In het stadsarchief Erfgoed Leiden eo was ik de naam Faes ook tegengekomen in het archief dat zij daar hebben van de Leidsche Katoenmaatschappij. Bij verschillende kleur- en staalboeken staat dat ze van ene J.B. en F. Faes zijn. Eerst dacht ik, dit zal wel een en dezelfde zijn namelijk de uit Lier afkomstige Jean, of Jan, Baptiste Faes die werkzaam was als meesterknecht bij De Heyder & Co. Maar bij het uitzoeken van de verschillende familieleden Faes werd me duidelijk dat de oudste, of laten we zeggen de eerste Faes, de meesterknecht moet zijn geweest toen het receptenboek werd geschreven.

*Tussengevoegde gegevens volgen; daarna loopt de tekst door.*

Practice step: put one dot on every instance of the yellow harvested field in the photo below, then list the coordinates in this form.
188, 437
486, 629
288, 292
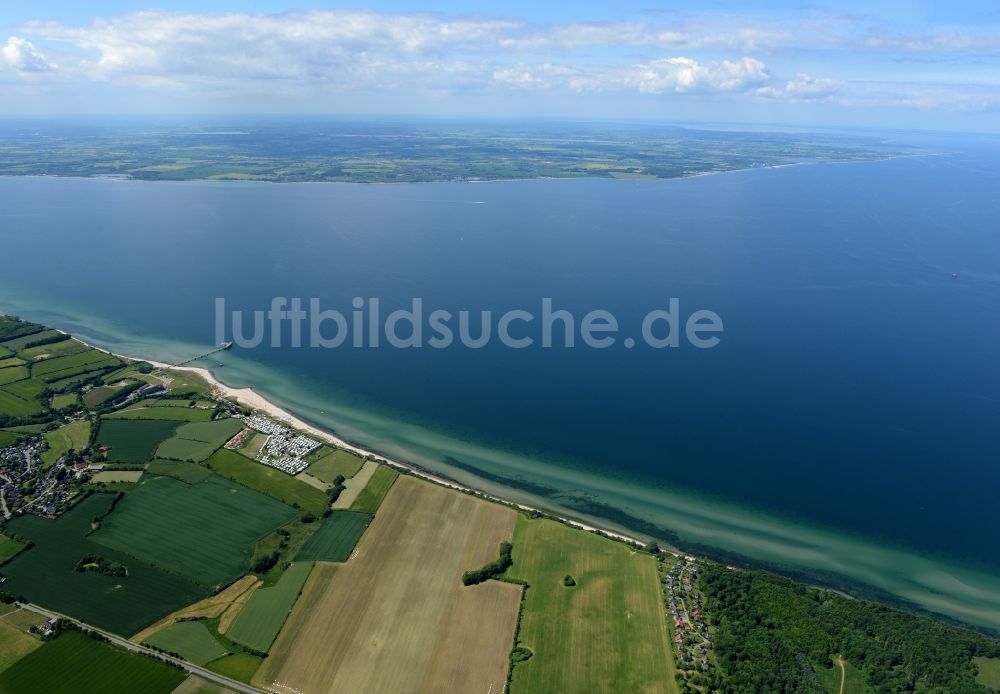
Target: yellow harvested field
233, 609
209, 608
396, 617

De oudste Faes, Jan, Jean of Joannes Faes wordt geboren in 1787 in Lier, België. Hij trouwt met Joanna de Veer in 1820 en overlijdt in 1841. Hij is dan 11 jaar in Leiden met zijn familie nadat ze mee verhuisden met LKM vanuit Lier. Zijn zonen en kleinzonen gaan ook aan de slag bij LKM. In 1920 heeft Louis Driessen het over ‘de jonge Faes’ in een brief aan zijn vader.

Onderzoeksmogelijkheden

De Driessen collectie biedt natuurlijk nog vele mogelijkheden voor verder onderzoek. In de eerdere gepubliceerde blog van Evi van Stiphout kwam al naar voren hoe de collectie gebruikt kan worden. Op zoek naar de eventuele export van stoffen naar Suriname, stuitte ze op de term ‘Suriname doeken’ in de stalenboeken. In combinatie met collectie bewaard op andere plekken, in dit geval het Wereldmuseum Amsterdam en Erfgoed Leiden, kon ze verschillende designs vinden die verscheept werden naar Suriname om als angisa (hoofddoek) gedragen te worden.

Wat zal er nog meer uit de gegevens te halen zijn? Hierbij enkele mogelijkheden.

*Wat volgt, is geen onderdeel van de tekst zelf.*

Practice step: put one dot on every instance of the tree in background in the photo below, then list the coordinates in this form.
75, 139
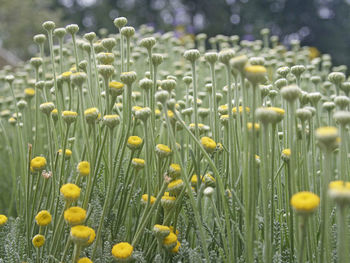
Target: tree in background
20, 21
321, 23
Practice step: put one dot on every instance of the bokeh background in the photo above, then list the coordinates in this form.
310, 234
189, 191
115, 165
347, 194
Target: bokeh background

Pagina over katoenen draad in boek BTMM0579. Collectie Textielmuseum Tilburg

Herkomst Katoen

De katoenmaatschappijen die eerst in België en later in Nederland opgericht werden, werkten met een grondstof die hier niet verbouwd werd. Al weten we dat het meeste katoen verbouwd werd in Amerika, exact herkomst onderzoek is nog niet gedaan. De Heyder & Co start in 1757 met het maken van wol gestreepte flanellen. Vanaf 1777 gaan ze aan de slag met katoen. Het katoen was toen voornamelijk afkomstig van plantages in Amerika waar het verbouwd werd door tot slaafgemaakten. De geplukte katoen werd in Europa verwerkt tot draad en geweven doek. Zowel de gesponnen draad als de geweven stoffen werden verkocht. Effen van kleur, geverfd in o.a. rood of blauw of bedrukt met patronen.

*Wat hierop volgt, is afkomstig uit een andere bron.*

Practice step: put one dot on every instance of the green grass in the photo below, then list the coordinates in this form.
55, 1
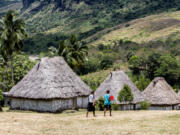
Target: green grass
121, 123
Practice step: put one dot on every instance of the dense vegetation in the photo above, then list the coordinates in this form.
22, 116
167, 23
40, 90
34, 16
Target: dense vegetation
114, 41
48, 23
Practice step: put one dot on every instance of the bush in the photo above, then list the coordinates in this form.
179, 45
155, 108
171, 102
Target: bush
145, 105
125, 95
106, 62
100, 104
115, 107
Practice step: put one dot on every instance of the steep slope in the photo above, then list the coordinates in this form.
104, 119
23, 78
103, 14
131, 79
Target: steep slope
161, 27
50, 21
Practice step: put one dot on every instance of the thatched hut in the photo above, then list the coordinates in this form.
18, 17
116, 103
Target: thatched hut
161, 95
51, 86
115, 82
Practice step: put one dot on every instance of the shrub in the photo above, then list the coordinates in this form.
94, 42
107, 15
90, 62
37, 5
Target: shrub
100, 104
125, 95
145, 105
106, 62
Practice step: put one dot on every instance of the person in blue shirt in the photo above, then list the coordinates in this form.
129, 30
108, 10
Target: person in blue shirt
107, 102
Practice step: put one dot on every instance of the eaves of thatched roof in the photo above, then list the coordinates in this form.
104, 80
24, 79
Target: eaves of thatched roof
51, 78
159, 92
115, 82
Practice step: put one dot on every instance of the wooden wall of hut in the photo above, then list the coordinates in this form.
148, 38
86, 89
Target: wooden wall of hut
55, 105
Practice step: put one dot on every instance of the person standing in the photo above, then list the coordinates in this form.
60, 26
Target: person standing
107, 102
91, 104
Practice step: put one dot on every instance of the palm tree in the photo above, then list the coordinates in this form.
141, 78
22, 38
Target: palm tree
12, 33
75, 53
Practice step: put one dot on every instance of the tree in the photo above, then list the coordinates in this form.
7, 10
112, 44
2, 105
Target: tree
12, 33
169, 69
153, 63
22, 65
137, 64
125, 94
106, 62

Dit bedrukken was afgekeken van de Indiase stofdrukkunst Sits, in Hindi छींट, in het engels Chintz. Sitsen werden vanaf de 16e eeuw geïmporteerd vanuit India naar Europa door o.a. de Engelsen en Nederland. Dit sitsen veroorzaakten een totale verschuiving in het Europese textielgebruik. Ze waren zo populair, dat de Europese textielindustrie ging experimenteren met het namaken ervan. Zo ontstond in de 17de eeuw de katoendrukindustrie in Europa. De imitaties die daaruit voortkomen werden in Europa verkocht, maar ook geëxporteerd naar Amerika, Afrika en Azië.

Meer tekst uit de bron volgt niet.